Recently, the International Organization of Folk Art (IOV) held its 14th European International Scientific Conference of Folk Culture in Andorf, Austria. The conference was attended by folklore researchers from several European countries. The papers presented included important studies on multicultural immigrants and their influence on folk culture in Europe.
This is a very important topic to people who are concerned about the purity of their cultures and heritage, and about their ability to interact with other cultures. Such influence is inevitable, and the main concern is that it should be acknowledged and accepted. The conference was of great importance, because it addresses issues related to folk culture.

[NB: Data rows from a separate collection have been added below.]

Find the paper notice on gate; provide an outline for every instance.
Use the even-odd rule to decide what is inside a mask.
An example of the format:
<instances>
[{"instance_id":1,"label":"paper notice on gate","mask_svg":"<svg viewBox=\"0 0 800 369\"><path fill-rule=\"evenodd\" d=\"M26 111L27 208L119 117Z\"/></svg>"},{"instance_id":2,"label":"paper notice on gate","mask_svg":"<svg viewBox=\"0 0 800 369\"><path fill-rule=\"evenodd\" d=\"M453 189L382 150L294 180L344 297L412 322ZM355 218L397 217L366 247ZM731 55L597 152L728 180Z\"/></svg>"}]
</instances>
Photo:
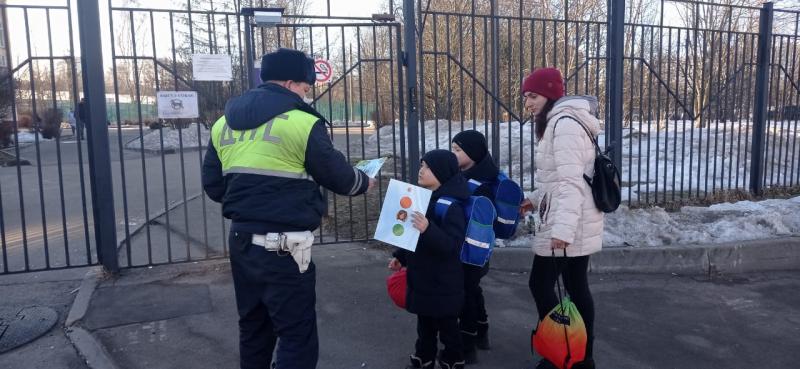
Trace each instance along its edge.
<instances>
[{"instance_id":1,"label":"paper notice on gate","mask_svg":"<svg viewBox=\"0 0 800 369\"><path fill-rule=\"evenodd\" d=\"M233 79L228 54L192 54L192 78L195 81L230 81Z\"/></svg>"},{"instance_id":2,"label":"paper notice on gate","mask_svg":"<svg viewBox=\"0 0 800 369\"><path fill-rule=\"evenodd\" d=\"M191 119L200 117L197 91L158 91L158 117L161 119Z\"/></svg>"},{"instance_id":3,"label":"paper notice on gate","mask_svg":"<svg viewBox=\"0 0 800 369\"><path fill-rule=\"evenodd\" d=\"M380 172L383 163L386 163L386 158L362 160L356 163L356 169L366 173L370 178L375 178Z\"/></svg>"},{"instance_id":4,"label":"paper notice on gate","mask_svg":"<svg viewBox=\"0 0 800 369\"><path fill-rule=\"evenodd\" d=\"M383 207L375 228L375 239L409 251L417 249L419 231L411 223L411 214L428 210L431 190L395 179L389 181Z\"/></svg>"}]
</instances>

As far as we know, the Folk Culture Journal is the only Arabic publication printed in 3 languages and distributed to readers in 161 countries. The Journal’s abstracts are available online in 6 languages. At the conference, many people voiced their opinions of the Journal, and criticised it for covering only local issues and for dealing with the early stages of the scientific process – collection and recording – rather than with classification, preservation and documentation. The articles are still about exploring phenomena and discovering hidden issues. Arab researchers have not made any new contributions in terms of collection, documentation and analysis, although there are some barely noticeable signs that heritage will be approached differently in the future.

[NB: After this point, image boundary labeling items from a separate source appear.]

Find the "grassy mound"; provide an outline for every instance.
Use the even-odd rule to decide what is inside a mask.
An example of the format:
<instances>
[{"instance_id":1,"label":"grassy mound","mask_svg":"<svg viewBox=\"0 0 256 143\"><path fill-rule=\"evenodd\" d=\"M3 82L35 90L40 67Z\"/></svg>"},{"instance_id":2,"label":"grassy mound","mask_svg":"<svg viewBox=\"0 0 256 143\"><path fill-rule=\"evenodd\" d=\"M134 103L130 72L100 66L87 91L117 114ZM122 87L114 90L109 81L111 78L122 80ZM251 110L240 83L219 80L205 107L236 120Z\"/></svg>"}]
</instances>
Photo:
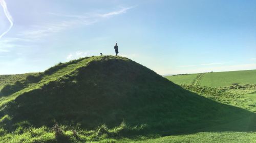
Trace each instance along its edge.
<instances>
[{"instance_id":1,"label":"grassy mound","mask_svg":"<svg viewBox=\"0 0 256 143\"><path fill-rule=\"evenodd\" d=\"M73 136L72 141L92 136L101 139L102 135L131 137L255 129L255 120L246 129L216 127L245 116L254 119L254 115L184 89L120 57L60 63L42 73L39 81L23 88L0 104L0 128L6 136L13 132L27 133L30 128L51 132L49 128L55 125L56 129L56 123L66 130L84 131L80 135L66 133ZM58 132L65 134L57 130L55 136Z\"/></svg>"}]
</instances>

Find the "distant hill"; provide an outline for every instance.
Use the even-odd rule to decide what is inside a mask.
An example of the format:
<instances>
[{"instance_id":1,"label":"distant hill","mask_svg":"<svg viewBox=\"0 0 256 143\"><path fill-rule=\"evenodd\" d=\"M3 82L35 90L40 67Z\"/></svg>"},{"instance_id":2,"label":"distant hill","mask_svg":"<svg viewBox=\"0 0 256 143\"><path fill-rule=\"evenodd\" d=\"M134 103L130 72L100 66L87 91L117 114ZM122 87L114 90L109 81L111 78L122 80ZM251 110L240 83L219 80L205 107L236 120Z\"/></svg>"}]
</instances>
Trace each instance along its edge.
<instances>
[{"instance_id":1,"label":"distant hill","mask_svg":"<svg viewBox=\"0 0 256 143\"><path fill-rule=\"evenodd\" d=\"M3 80L12 84L1 91L0 133L6 135L0 140L84 142L139 135L240 131L245 129L238 125L217 125L254 118L249 111L189 91L121 57L80 58L23 76L15 82ZM246 131L256 129L254 121ZM70 131L62 141L58 140L57 123Z\"/></svg>"},{"instance_id":2,"label":"distant hill","mask_svg":"<svg viewBox=\"0 0 256 143\"><path fill-rule=\"evenodd\" d=\"M239 84L256 84L256 70L207 73L165 77L179 85L198 85L218 87Z\"/></svg>"}]
</instances>

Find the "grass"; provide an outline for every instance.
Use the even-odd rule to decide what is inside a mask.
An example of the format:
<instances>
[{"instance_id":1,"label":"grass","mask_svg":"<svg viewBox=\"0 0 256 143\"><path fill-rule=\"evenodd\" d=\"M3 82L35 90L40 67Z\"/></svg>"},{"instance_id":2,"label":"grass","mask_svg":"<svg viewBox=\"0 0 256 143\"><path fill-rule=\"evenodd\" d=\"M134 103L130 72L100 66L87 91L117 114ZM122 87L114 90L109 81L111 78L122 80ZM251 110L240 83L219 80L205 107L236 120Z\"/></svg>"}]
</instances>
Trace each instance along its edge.
<instances>
[{"instance_id":1,"label":"grass","mask_svg":"<svg viewBox=\"0 0 256 143\"><path fill-rule=\"evenodd\" d=\"M207 73L201 77L198 76L200 75L199 74L167 76L166 78L179 85L198 85L211 87L229 86L233 83L240 85L256 84L256 70Z\"/></svg>"},{"instance_id":2,"label":"grass","mask_svg":"<svg viewBox=\"0 0 256 143\"><path fill-rule=\"evenodd\" d=\"M194 79L197 77L198 74L183 75L178 76L167 76L166 78L176 84L181 85L190 85Z\"/></svg>"},{"instance_id":3,"label":"grass","mask_svg":"<svg viewBox=\"0 0 256 143\"><path fill-rule=\"evenodd\" d=\"M244 94L253 92L253 85L181 87L109 56L38 74L19 80L22 88L12 86L17 91L2 93L0 142L246 142L256 132L255 104Z\"/></svg>"}]
</instances>

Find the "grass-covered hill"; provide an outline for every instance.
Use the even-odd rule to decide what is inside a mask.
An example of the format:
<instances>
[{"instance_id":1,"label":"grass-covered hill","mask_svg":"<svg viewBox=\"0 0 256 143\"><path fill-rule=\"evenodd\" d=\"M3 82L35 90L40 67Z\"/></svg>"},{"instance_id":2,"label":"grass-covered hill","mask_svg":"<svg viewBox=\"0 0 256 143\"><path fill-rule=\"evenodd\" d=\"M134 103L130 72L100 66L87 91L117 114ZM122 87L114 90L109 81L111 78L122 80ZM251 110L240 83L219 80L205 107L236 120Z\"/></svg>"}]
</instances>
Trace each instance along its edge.
<instances>
[{"instance_id":1,"label":"grass-covered hill","mask_svg":"<svg viewBox=\"0 0 256 143\"><path fill-rule=\"evenodd\" d=\"M186 90L125 58L87 57L23 76L14 82L6 78L9 84L1 91L0 142L111 141L256 129L253 113ZM248 118L246 126L240 122Z\"/></svg>"},{"instance_id":2,"label":"grass-covered hill","mask_svg":"<svg viewBox=\"0 0 256 143\"><path fill-rule=\"evenodd\" d=\"M219 87L230 86L234 83L256 84L256 70L182 75L166 78L179 85Z\"/></svg>"}]
</instances>

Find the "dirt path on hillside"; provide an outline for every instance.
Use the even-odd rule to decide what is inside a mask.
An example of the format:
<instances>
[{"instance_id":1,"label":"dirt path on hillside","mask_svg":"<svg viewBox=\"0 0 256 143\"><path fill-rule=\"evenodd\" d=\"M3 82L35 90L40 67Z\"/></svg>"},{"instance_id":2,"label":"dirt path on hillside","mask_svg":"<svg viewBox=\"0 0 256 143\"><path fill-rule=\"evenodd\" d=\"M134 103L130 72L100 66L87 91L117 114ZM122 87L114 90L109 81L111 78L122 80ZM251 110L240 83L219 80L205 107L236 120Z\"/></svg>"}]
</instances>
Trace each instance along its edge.
<instances>
[{"instance_id":1,"label":"dirt path on hillside","mask_svg":"<svg viewBox=\"0 0 256 143\"><path fill-rule=\"evenodd\" d=\"M203 77L205 73L199 74L197 77L192 81L191 85L200 85L200 82Z\"/></svg>"}]
</instances>

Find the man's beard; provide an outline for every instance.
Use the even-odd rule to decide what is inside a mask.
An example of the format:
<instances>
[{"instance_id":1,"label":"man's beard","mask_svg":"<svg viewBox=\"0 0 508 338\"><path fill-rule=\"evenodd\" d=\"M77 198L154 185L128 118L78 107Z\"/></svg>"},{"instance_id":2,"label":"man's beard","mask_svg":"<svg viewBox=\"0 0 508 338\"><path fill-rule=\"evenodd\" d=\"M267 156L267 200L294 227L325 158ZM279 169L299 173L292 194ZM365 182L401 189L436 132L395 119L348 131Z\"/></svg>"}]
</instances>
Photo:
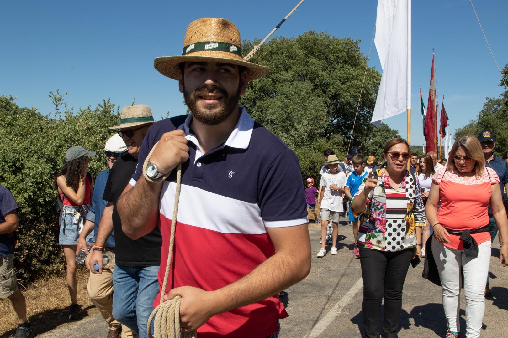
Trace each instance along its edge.
<instances>
[{"instance_id":1,"label":"man's beard","mask_svg":"<svg viewBox=\"0 0 508 338\"><path fill-rule=\"evenodd\" d=\"M221 96L218 103L219 106L214 106L209 109L199 108L198 101L200 99L199 97L205 96L209 94L220 95ZM183 98L187 106L192 111L194 118L203 124L214 126L224 122L233 114L238 105L240 87L238 87L236 93L233 96L230 97L227 92L221 88L215 88L210 91L206 87L202 87L193 92L189 92L185 89L184 85Z\"/></svg>"}]
</instances>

We were unsurprised to hear this criticism, and we accepted it willingly. It is natural that this scientific journal reflects the larger situation in the Arab world, which is experiencing an existential crisis. In this situation, the first thing that we should emphasise is the overall culture and intellect, and folk culture is only one basic component. When a nation considers the basic components of its culture to be inferior, this is a sign of ignorance and backwardness; until recently, this was the way folk culture was viewed in all Arab countries. It took us a long time to become aware of this serious issue. Then we began to search for that which has been lost over time as a result of negligence. We did this by asking the remaining members of our families what they could recall. Our attempts to do this involved dealing with official setbacks, disputes between nations and sects, and people who were primarily concerned with their own ambitions.
Due to all these conditions, the Arab nations struggled to catch up with other nations in terms of folk culture and other issues. Until recently, in terms of folk culture, Arabs have relied on very limited and under-qualified individual research and studies. Even people with academic qualifications relevant to folk culture became preoccupied with other matters, because the Arab nations lack an official vision to protect, preserve and fund heritage.
Despite all this, we are neither pessimistic nor hesitant. We are still working to realise our goals. The Arab world’s noble objectives and initiatives are like candles in the darkness, and some have the ability to light inextinguishable candles.
The Folk Culture Journal is one such candle, and His Majesty King Hamad bin Isa Al Khalifa of Bahrain lit this candle because of his nationalism. This candle will continue to shine and send its light across the world.
Our Arab nations will emerge from crisis to revive and accomplish their hopes and dreams. Indeed, Allah has power over all things.